Mas pouca coisa nos salva do pânico (do ponto de vista do bebê que está para nascer) que provavelmente é o parto, o nascer, o rompimento da ligação mais simbiótica e satisfatória que jamais teremos na vida.
E fumar tanto quanto comer parecem aliviar essa sensação dolorosa. Mas eu acho que isso é engano, a gente fuma, bebe, come, e o desamparo, o abandono continua ali, não vai embora. Daí a gente vicia e começa a comer, fumar ou beber para matar outra dor, e mais uma falta, a falta que faz pra gente aquele objeto do vício.
Mas o x da questão, (que não é muita novidade, mas que eu preciso dizer em voz alta para acreditar), que custa a entrar de fato nas nossas lindas cabecinhas, é que nada, nada que esteja ou que venha do exterior vai aliviar essa sensação de dor, de abandono e desamparo que são característicos da condição humana, (e que o tempo todo fingimos não perceber nos entupindo de dependências). E não fumar nem me afundar tanto na comida, não aliviaram esse abandono nem um pouco.

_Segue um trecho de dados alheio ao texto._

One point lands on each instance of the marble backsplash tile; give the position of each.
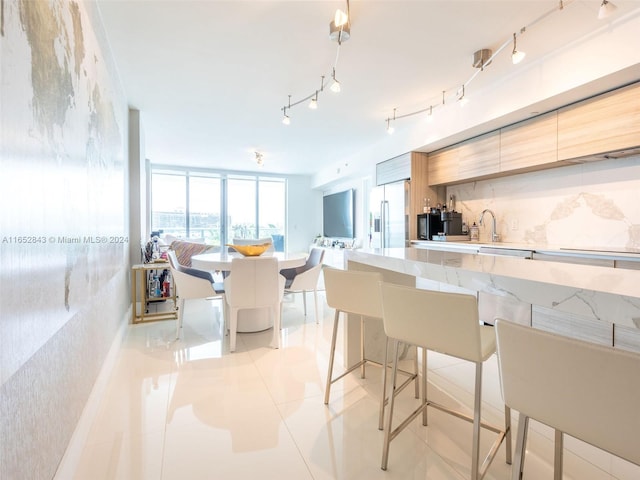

Mas a constatação de que o nirvana só pode ser encontrado dentro de mim e em mais lugar nenhum desse mundão enorme de Deus ajuda. Acho que assim me sinto menos desamparada, já que não vou me privar da minha própria companhia. Saber que é nela que está a salvação é um fardo que ás vezes pesa, mas também é um alívio quase lancinante, pois me diz que eu já não dependerei de nada nem de ninguém.